A while back I had a realisation based on gatherings of autistic people at conferences and other events. There is usually a ‘quiet room’ at such events where people – most often autistic people – can go if things are getting to be too much. Often lunchtimes and breaks at events find the quiet room full of autistic people. I have been told all my life that autistic people don’t ‘do’ socialising and communication, that we have deficits and gaps in these areas. However, this has not been my experience when groups of autistic people get together. I noticed at conferences that autistic people were anything but lacking in social skills. We tend to socialise with each other easily. If a lone allistic person entered the quiet room it was them who lacked social skills, them who had deficits in communication.

This made me think firstly that autistic people aren’t doing anything wrong, we are just doing things differently. I moved from there to imagining that Autistic was a language and neurotypical was a language too. The issue here was that few people realised that Autistic was a valid language. If you imagine you are speaking French and someone else is speaking German. Then imagine that you are unaware there are any languages other than French. Your firmly believe that the way you speak is the only way to communicate. How would you react to someone speaking German? You would probably think they were really bad at communication despite the fact that they are fluent in a different language. This seems to me to be one of the main issues of being Autistic in the neurotypical world. It isn’t just that we speak a different language, it is the fact that our language is not considered valid and many people are unaware there even are languages other than neurotypical.

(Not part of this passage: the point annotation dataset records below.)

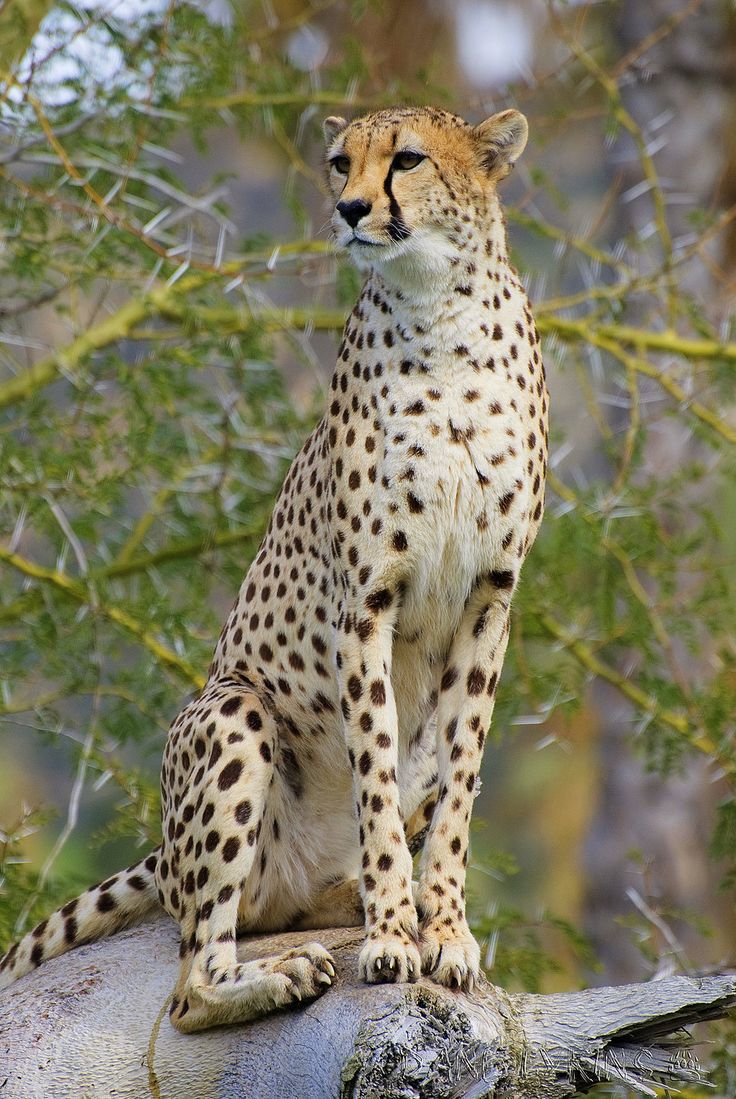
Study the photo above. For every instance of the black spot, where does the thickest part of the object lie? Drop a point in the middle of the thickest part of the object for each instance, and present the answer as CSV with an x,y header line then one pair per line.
x,y
230,848
502,578
243,811
399,542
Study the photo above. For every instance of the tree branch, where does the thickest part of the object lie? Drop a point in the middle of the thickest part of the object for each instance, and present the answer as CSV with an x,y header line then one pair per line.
x,y
356,1042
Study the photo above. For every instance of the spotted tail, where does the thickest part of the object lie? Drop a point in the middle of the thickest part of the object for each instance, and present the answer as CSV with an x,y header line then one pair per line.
x,y
104,909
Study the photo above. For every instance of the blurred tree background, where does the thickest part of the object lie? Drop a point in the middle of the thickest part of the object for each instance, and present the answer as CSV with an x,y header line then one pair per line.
x,y
169,312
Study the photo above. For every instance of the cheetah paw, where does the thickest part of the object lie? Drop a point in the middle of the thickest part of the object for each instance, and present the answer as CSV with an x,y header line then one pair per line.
x,y
389,961
454,963
308,972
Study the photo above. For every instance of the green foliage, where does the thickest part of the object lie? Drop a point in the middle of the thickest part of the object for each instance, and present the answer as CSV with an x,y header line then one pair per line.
x,y
146,424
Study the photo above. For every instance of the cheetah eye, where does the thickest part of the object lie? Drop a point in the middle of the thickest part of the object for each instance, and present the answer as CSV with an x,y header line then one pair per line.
x,y
341,164
406,161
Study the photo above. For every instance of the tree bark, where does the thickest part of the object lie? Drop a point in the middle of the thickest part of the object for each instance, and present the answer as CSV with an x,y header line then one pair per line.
x,y
93,1024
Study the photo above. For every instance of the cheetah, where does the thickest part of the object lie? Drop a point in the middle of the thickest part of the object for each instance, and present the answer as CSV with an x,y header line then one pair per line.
x,y
353,685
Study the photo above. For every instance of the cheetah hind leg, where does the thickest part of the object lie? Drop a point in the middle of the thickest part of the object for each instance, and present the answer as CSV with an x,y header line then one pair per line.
x,y
214,988
240,992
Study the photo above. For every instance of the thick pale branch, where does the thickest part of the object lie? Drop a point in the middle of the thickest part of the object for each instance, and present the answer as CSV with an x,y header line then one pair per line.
x,y
99,1014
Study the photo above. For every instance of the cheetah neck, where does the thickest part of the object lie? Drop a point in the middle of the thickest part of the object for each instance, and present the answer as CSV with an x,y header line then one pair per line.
x,y
441,276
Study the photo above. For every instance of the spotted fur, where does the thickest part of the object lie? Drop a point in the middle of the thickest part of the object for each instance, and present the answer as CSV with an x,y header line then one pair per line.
x,y
354,681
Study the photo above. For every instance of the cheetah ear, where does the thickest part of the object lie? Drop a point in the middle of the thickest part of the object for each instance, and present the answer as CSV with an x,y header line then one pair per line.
x,y
332,128
502,140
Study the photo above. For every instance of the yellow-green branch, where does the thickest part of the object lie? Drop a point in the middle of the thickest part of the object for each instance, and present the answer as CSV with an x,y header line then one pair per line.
x,y
116,614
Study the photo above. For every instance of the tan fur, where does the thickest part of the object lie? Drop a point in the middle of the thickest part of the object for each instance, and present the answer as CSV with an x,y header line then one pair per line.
x,y
354,680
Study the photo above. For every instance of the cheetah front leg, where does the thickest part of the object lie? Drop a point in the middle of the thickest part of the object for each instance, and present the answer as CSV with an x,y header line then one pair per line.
x,y
449,953
390,952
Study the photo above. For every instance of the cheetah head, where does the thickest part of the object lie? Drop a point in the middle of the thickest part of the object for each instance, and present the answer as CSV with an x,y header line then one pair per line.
x,y
405,181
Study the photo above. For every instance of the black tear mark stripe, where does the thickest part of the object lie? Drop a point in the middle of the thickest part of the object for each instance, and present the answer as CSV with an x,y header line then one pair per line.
x,y
398,229
447,187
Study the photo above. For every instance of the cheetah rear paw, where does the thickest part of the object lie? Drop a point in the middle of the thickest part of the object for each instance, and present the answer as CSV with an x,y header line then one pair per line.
x,y
385,961
450,962
309,972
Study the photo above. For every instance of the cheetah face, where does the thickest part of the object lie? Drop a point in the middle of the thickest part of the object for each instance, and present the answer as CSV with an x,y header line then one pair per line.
x,y
401,179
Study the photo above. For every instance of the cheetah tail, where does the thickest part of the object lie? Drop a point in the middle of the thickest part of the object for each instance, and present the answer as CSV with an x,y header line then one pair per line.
x,y
104,909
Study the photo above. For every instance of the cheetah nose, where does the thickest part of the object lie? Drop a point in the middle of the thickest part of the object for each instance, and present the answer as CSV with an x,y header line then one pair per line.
x,y
354,211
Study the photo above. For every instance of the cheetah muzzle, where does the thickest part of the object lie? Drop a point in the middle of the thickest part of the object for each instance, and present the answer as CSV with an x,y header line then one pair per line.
x,y
353,685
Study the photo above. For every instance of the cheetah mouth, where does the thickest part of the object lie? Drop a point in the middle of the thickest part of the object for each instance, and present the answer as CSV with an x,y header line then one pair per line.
x,y
363,241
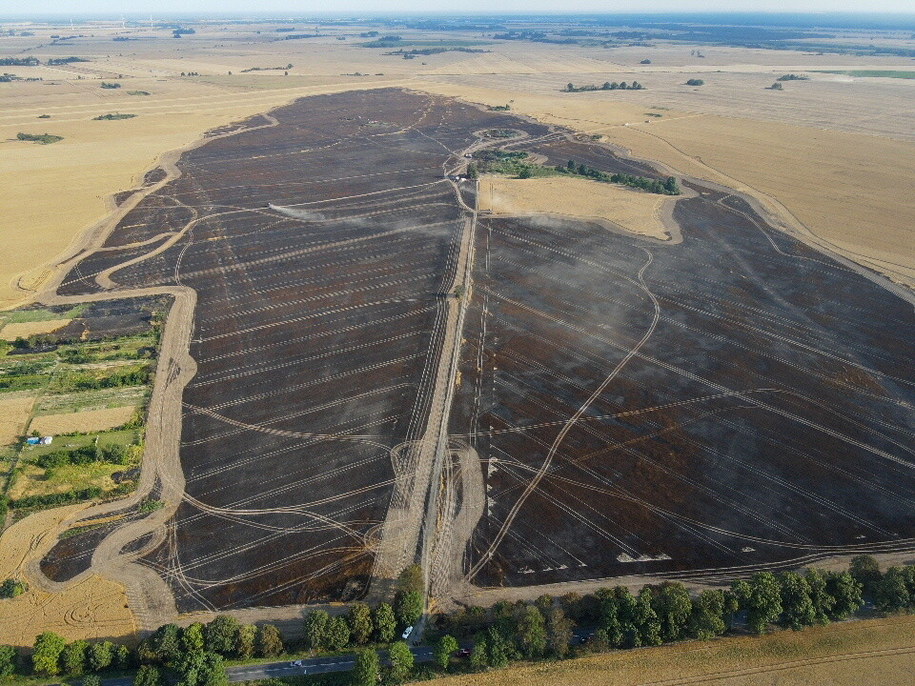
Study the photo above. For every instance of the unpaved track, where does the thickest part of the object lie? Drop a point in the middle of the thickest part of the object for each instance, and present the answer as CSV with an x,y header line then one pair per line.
x,y
151,601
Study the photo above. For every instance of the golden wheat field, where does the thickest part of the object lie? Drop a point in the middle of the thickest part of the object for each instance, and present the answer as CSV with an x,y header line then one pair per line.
x,y
878,651
623,208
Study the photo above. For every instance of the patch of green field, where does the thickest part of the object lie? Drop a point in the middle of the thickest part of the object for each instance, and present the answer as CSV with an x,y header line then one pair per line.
x,y
104,398
39,315
866,73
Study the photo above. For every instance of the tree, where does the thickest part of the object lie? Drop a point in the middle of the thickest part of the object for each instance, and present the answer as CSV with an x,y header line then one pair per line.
x,y
797,607
385,623
672,604
122,656
646,620
498,649
558,632
360,623
316,625
408,607
530,633
8,657
445,648
148,675
268,642
46,653
401,659
201,669
338,633
100,655
865,570
823,602
194,638
763,603
846,592
245,641
892,592
221,634
73,658
367,670
479,657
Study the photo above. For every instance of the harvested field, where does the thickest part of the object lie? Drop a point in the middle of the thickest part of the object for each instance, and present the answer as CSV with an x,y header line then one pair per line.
x,y
730,416
319,315
876,651
92,608
623,208
650,408
14,415
84,422
14,330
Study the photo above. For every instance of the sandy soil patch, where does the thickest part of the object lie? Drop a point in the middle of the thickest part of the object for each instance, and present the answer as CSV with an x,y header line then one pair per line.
x,y
90,420
11,332
14,415
855,193
625,209
91,608
847,654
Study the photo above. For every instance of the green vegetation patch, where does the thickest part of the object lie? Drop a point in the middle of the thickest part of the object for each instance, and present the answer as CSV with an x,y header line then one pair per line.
x,y
868,73
42,138
112,116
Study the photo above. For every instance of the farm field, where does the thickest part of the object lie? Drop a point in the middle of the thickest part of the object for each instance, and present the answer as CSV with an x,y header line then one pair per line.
x,y
520,382
595,365
869,651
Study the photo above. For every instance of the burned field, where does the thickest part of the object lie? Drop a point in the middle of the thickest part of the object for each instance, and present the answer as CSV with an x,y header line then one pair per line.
x,y
731,400
734,400
319,248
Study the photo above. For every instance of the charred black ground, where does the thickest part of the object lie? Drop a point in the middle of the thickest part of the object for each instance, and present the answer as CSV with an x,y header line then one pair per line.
x,y
758,408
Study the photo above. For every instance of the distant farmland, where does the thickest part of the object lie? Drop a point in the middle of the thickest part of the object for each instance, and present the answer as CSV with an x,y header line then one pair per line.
x,y
698,407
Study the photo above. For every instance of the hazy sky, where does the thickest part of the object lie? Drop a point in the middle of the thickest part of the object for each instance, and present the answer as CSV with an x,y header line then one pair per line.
x,y
463,6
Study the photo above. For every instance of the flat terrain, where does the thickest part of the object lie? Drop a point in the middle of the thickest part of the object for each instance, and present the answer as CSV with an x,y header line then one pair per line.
x,y
868,651
621,208
622,405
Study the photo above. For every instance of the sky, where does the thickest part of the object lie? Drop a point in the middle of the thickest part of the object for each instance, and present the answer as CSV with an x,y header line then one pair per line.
x,y
296,7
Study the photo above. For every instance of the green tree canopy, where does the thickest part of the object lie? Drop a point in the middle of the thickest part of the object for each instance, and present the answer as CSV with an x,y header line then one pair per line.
x,y
360,623
148,675
46,653
385,623
367,671
316,626
221,634
269,641
444,649
401,659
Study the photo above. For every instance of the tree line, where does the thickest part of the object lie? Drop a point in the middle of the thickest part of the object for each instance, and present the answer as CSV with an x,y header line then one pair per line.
x,y
610,618
670,186
607,86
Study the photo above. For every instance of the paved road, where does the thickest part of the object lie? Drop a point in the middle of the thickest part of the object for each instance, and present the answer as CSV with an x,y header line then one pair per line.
x,y
319,665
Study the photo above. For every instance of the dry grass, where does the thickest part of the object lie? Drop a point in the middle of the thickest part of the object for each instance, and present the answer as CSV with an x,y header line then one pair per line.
x,y
85,422
91,608
626,209
14,415
855,193
879,651
11,332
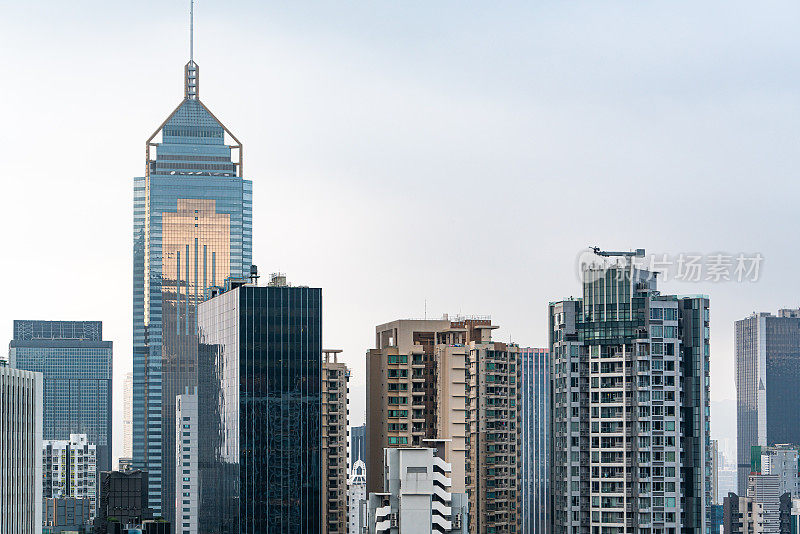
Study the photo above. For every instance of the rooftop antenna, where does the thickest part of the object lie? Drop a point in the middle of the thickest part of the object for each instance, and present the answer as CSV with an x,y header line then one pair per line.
x,y
191,89
191,30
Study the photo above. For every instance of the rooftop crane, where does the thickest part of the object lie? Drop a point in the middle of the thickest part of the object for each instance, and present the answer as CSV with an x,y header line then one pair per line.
x,y
638,253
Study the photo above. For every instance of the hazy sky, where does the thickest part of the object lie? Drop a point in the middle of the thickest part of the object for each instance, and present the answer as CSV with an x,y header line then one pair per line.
x,y
449,152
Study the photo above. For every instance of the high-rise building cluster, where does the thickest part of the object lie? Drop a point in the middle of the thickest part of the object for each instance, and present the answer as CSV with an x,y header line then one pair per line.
x,y
236,419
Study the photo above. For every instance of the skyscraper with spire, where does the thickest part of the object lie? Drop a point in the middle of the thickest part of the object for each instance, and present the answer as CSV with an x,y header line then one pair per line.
x,y
192,229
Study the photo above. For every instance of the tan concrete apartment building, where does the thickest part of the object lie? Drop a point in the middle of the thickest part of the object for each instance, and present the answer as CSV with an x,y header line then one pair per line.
x,y
494,451
418,389
334,416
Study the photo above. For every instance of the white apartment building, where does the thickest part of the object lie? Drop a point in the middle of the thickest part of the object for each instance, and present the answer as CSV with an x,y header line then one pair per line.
x,y
70,469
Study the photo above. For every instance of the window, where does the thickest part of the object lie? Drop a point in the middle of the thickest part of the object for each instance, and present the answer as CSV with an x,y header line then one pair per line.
x,y
656,331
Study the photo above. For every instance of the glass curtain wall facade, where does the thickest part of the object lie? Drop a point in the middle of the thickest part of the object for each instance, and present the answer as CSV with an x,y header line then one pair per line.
x,y
192,230
77,366
629,407
767,375
535,440
260,392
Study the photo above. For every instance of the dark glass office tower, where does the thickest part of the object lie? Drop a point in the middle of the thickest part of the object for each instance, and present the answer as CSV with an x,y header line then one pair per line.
x,y
629,406
77,368
767,378
535,439
259,393
192,229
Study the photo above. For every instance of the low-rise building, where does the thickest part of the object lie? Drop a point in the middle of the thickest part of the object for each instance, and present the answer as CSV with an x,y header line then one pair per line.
x,y
67,514
416,497
357,499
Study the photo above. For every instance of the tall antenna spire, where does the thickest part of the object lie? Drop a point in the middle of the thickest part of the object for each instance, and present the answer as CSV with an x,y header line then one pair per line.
x,y
191,30
191,78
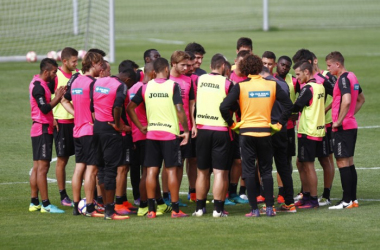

Autistic being viewed as a culture opens many doors to understanding  Autistic experience – and about being Autistic in the predominantly allistic world we live in. We are expats in a  strange land, migrants in a foreign country. What do migrants and expats seek out? Their compatriots. This is also true for Autistics – we talk of ‘finding our tribe’. Being around members of our ‘tribe’ enables us to speak freely and be ourselves, to communicate with the customs and language which come naturally to us. I have seen this countless times with Autistic kids meeting another Autistic for the first time and in my own personal experience too.

While I am on the topic of culture I want to also talk about power dynamics and imbalances. If Autistic is a culture them it is not generally a culture afforded the same respect as allistic culture. If anything we are an an oppressed minority. Our culture is rarely recognised. Autistic people even feel they have to mask and learn the customs of the majority and do not embrace their own culture. We are on the receiving end of prejudice and hate and sometimes we feel and seem invisible. One way to address this is through promoting and embodying Autistic pride.

Part of Autistic pride is about owning and promoting our Autistic culture and countering views that we are all the awful things that people say we are. We need pride. It counters the negative thinking, deficits focus and assumptions of incompetence which so frequently are levelled at us. Pride is inclusive of all neurodivergent people as well. I don’t want cliques or statements on online groups saying ‘only Asperger’s accepted’. I really struggle when people in our community do that separatist thing and say ‘don’t lump me in with those autistics’ and imply that they have more right to be heard than others due to some unhelpful functioning label.

I was at a conference once where I followed a speaker with very poor autism politics. Cures were mentioned. I was so horrified by what she said that I had to listen to music for much of her talk. When I got up to give my presentation I started with ‘I am a proud autistic person. I do not socialise wrongly, I socialise differently…’ and went on to represent for Autistic pride. It is important to counter such statements, both for anyone observing the problematic thinking but also for ourselves. When we state our pride it has an impact on others but possibly even more so on ourselves. I’m for more pride and more liberation. Autistic is a valid culture. I’m happy to teach interested allistics the language and some useful phrases. I just hope they are willing to learn as I have been taking lessons in speaking allistic for forty-four years and I think its about timely efforts were reciprocated! 


5 thoughts on “Autistic: A culture 

  1. Right on, Yenn. I have had some involvement with the signing Deaf community over the years. (The capital ‘D’ refers to being culturally Deaf not just physically deaf.) The political (small ‘o’clock 😉) parallels are very strong between what you are describing and what I have learned about Deaf identity.